Grafana
TL;DR
Grafana visualizes metrics from Prometheus (and other datasources). On contract, you'll use pre-built dashboards, Explore for ad-hoc PromQL, and provisioned datasources/dashboards from Git or Helm values.
Access & Port-Forward
bash
grafana-access.sh
kubectl get pods,svc -n monitoring -l app.kubernetes.io/name=grafana
kubectl port-forward -n monitoring svc/prometheus-grafana 3000:80
# Default admin password (kube-prometheus-stack).
kubectl get secret -n monitoring prometheus-grafana -o jsonpath="{.data.admin-password}" | base64 -d
Explore (Ad-hoc Queries)
Use Explore when investigating incidents — run PromQL without editing dashboards.
- Open Grafana → Explore → select Prometheus datasource.
- Run queries from the PromQL starters.
- Adjust time range; use "Split" to compare periods.
- Copy working queries into dashboard panels or incident notes.
Useful Built-in Dashboards
| Dashboard | What it shows |
|---|---|
| Kubernetes / Compute Resources / Namespace (Pods) | CPU/memory by pod |
| Kubernetes / Compute Resources / Node (Pods) | Per-node pod resource usage |
| Kubernetes / Networking / Namespace (Pods) | Network I/O by pod |
| Node Exporter / Nodes | Host-level CPU, disk, memory |
| Prometheus / Overview | Scrape health, TSDB stats |
Dashboard Variables
Common pattern for multi-env dashboards — filter by namespace, cluster, or deployment.
promql
variable-queries.promql
# Variable: namespace
label_values(kube_pod_info, namespace)
# Variable: pod (depends on $namespace)
label_values(kube_pod_info{namespace="$namespace"}, pod)

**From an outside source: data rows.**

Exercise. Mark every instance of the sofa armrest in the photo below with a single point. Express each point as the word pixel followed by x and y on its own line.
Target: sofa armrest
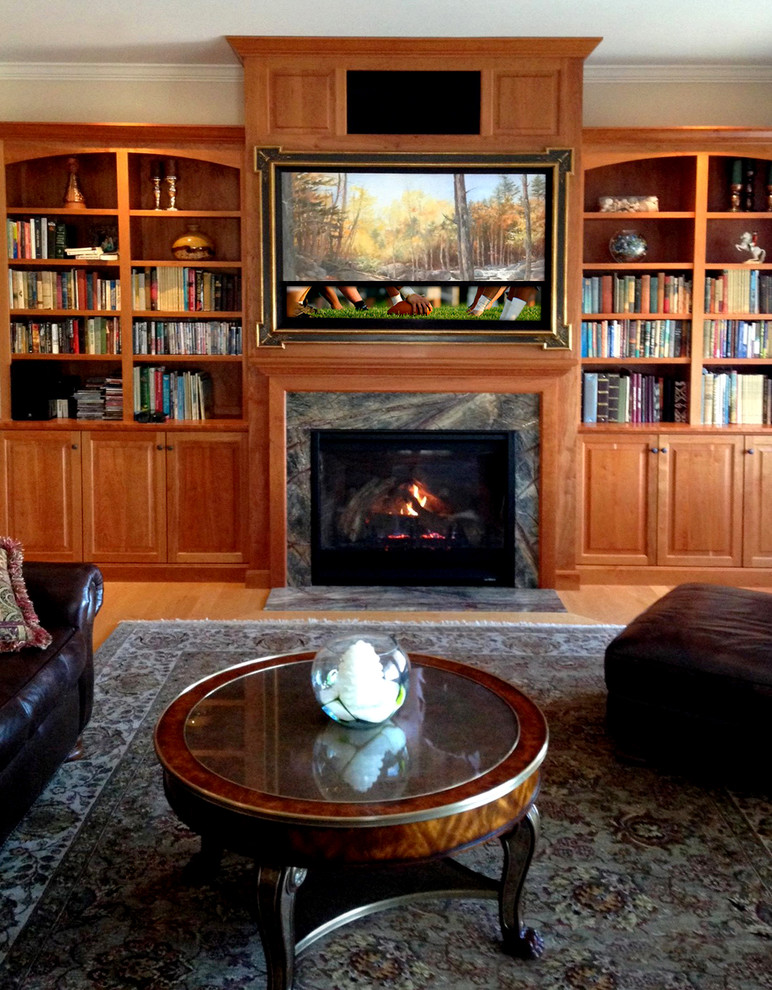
pixel 64 594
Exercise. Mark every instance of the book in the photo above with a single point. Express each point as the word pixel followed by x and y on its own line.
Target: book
pixel 590 397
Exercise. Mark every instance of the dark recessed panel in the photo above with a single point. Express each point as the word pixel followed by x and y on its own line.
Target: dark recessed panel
pixel 418 102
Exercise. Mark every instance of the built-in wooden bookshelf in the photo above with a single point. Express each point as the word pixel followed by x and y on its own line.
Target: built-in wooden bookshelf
pixel 686 326
pixel 122 394
pixel 675 486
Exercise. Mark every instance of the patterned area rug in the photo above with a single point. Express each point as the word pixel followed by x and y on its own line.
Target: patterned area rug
pixel 642 880
pixel 363 599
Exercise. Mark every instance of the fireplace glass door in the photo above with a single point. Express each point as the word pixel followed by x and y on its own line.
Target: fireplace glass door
pixel 419 507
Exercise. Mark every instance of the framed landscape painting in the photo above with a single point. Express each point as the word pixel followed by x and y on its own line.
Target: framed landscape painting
pixel 413 247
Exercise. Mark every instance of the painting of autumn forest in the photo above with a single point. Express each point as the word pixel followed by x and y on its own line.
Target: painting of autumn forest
pixel 374 226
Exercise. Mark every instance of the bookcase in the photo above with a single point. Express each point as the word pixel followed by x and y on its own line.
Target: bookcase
pixel 676 364
pixel 122 378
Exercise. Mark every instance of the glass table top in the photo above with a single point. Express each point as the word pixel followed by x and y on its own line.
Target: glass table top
pixel 265 731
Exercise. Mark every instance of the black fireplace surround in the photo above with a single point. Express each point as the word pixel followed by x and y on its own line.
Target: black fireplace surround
pixel 412 507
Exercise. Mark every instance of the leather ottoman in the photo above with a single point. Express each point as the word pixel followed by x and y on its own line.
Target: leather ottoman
pixel 690 681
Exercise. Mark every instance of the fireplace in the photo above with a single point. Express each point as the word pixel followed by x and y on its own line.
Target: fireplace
pixel 412 507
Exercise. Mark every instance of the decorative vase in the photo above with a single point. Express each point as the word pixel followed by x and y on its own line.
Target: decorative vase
pixel 193 245
pixel 361 681
pixel 627 245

# Panel query using variables.
sum(rate(container_cpu_usage_seconds_total{namespace="$namespace",pod="$pod"}[5m]))
Provisioning via Helm
yaml
values-grafana.yaml
# kube-prometheus-stack subchart values.
grafana:
adminPassword: changeme
persistence:
enabled: true
dashboardProviders:
dashboardproviders.yaml:
apiVersion: 1
providers:
- name: default
folder: Platform
type: file
options:
path: /var/lib/grafana/dashboards
dashboards:
default:
node-exporter:
gnetId: 1860
revision: 27
datasource: Prometheus
Datasource Config
yaml
datasource.yaml
apiVersion: 1
datasources:
- name: Prometheus
type: prometheus
url: http://prometheus-operated.monitoring.svc:9090
isDefault: true
editable: false
- name: Thanos
type: prometheus
url: http://thanos-query.monitoring.svc:9090
editable: false
Gotchas
- No data in panels — check datasource URL, time range, and that Prometheus actually scrapes the metric.
- Dashboard UID conflicts — when provisioning from Git, ensure unique UIDs per dashboard.
- Thanos datasource — point Grafana at Thanos Query for long-range queries spanning multiple Prometheus instances.
- Don't edit prod dashboards in UI if they're Git-provisioned — changes will be overwritten on sync.